Dennis: Back testing is essential. The key question is what time periods should be tested. You can take the point of view that you should use all available data. How would you know that 19th century wheat prices are less relevant than today's wheat prices?
I believe that was the right answer in 1983. Today, I find it hard to be agnostic on the questions of whether markets have changed and how they may have changed. The trends of the 1970s occurred in the absence of computer-generated, trend-following algorithms. The markets of the last ten years are distorted by the onslaught of the technical trader.
As a result, I back test only the last ten years. In the unlikely event markets are as good and undistorted as they were in the good old days, I'll be happy to make less than I might if I had used that early data in an optimization. The trade-off is that if markets continue their perversity, I'm way more likely to have captured a sound way to handle these more difficult markets because I'm fitted only to them.
Eckhardt: I know of no way to validate conjectures concerning technical trading without back testing; however, this procedure is fraught with peril--we all know horror stories. Having adequate amounts of data for reliable inferences is only one of many problems facing the technical analyst, but it is as crucial as any. Statisticians tend to consider that more than about 30 instances constitutes a large sample statistic. For futures price research this is a recipe for disaster. The underlying probability distributions in this subject are so exotic and pathologic that those subtle techniques that statisticians use to squeeze significance out of sparse data are all decidedly out of place.
To make even moderately reliable judgments about a kind of trade, you need something like 300 instances. This is a minimum figure. I don't feel comfortable acting on research results unless I have several thousand instances.
Q: When you back test particular trading strategies, do you attempt to optimize? If so, how many parameters can you comfortably optimize before falling prey to curve-fitting?
Dennis: There is no escaping a priori decision making in research.

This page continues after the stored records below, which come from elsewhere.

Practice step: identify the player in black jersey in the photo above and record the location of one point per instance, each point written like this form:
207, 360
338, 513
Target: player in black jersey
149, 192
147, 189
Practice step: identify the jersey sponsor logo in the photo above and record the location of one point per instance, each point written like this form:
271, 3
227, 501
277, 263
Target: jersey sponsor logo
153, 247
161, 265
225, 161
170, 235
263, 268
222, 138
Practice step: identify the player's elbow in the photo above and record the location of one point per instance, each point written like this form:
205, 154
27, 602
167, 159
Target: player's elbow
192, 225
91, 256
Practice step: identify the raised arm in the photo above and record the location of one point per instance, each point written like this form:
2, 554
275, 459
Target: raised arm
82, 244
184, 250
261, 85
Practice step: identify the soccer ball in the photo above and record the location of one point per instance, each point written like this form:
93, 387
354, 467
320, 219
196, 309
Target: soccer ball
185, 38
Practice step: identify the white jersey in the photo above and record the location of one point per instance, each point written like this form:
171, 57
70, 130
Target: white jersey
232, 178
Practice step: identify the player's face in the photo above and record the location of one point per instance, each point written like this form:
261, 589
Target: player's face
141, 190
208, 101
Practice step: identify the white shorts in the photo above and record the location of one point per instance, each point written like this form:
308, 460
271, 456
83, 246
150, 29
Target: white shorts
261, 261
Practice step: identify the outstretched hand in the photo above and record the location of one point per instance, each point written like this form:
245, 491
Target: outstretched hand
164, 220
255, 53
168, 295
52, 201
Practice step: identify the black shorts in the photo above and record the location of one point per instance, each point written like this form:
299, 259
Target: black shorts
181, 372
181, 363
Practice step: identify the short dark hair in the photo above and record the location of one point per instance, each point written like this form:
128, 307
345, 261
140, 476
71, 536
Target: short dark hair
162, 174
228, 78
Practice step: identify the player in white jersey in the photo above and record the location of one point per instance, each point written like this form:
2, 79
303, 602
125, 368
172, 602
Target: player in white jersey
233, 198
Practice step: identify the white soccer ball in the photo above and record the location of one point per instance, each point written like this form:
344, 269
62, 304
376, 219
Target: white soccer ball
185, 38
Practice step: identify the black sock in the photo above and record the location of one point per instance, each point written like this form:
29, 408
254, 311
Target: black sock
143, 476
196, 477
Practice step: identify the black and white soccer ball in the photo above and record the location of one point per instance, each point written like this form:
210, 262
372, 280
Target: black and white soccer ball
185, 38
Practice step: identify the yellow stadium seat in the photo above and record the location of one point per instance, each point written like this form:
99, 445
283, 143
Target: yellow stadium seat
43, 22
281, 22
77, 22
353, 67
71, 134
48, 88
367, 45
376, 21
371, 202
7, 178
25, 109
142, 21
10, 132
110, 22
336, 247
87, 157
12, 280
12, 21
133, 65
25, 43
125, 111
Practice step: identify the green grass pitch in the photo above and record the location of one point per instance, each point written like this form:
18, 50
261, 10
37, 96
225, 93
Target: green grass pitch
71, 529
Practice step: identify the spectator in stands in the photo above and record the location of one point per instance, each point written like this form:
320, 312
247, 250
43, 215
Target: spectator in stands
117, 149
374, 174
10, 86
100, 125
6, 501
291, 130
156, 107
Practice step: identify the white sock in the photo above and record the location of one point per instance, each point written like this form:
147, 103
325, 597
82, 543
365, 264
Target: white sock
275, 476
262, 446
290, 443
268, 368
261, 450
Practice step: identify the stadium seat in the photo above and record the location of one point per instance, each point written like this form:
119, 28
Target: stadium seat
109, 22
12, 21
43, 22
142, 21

There may be no absolutes, but some ideas come close. For example, it would be very hard to justify favoring long positions over short. And no amount of data will validate trading certain markets larger than others (liquidity considerations aside). Research that starts with concepts is much more likely to avoid curve-fitting than blind number-crunching.
Eckhardt: I prefer the term "over fitting". This makes clear that you can under fit to data. Those CTAs who boast that they never optimize are doing precisely that--they are grossly under fitting. The topic of fitting raises profound theoretical and practical questions, but it boils down to this: you want to fit to reproducible features and not to accidental ones.
To derive an estimate of how much overall good versus bad fitting your optimization labors have produced, the technique statisticians call cross-validation is quite helpful. Of course, this will not tell you where good or bad features originate or how to alter the mixture favorably. For this, it is crucial to assess the quality of degrees of freedom, not only their sheer number. A degree of freedom that has uniformly graduated significance over a manifold of possibilities is better than one that is quirky or that vacillates in meaning for slightly dissimilar cases. It is also important how selective the influence of a degree of freedom is.
A preset profit objective, for instance, is a much more suspect degree of freedom than, say, a look back. The latter presumably impinges on every trade, whereas the influence of the former tends to be concentrated on a few highly profitable scenarios.
The philosophy of science teaches that all observation is theory-laden; there is simply no way to analyze data in a theoretically neutral manner. In fitting to historical data, theoretically unsound procedures can lead to radically invalid conclusions. This is probably why back testing has developed such a bad reputation.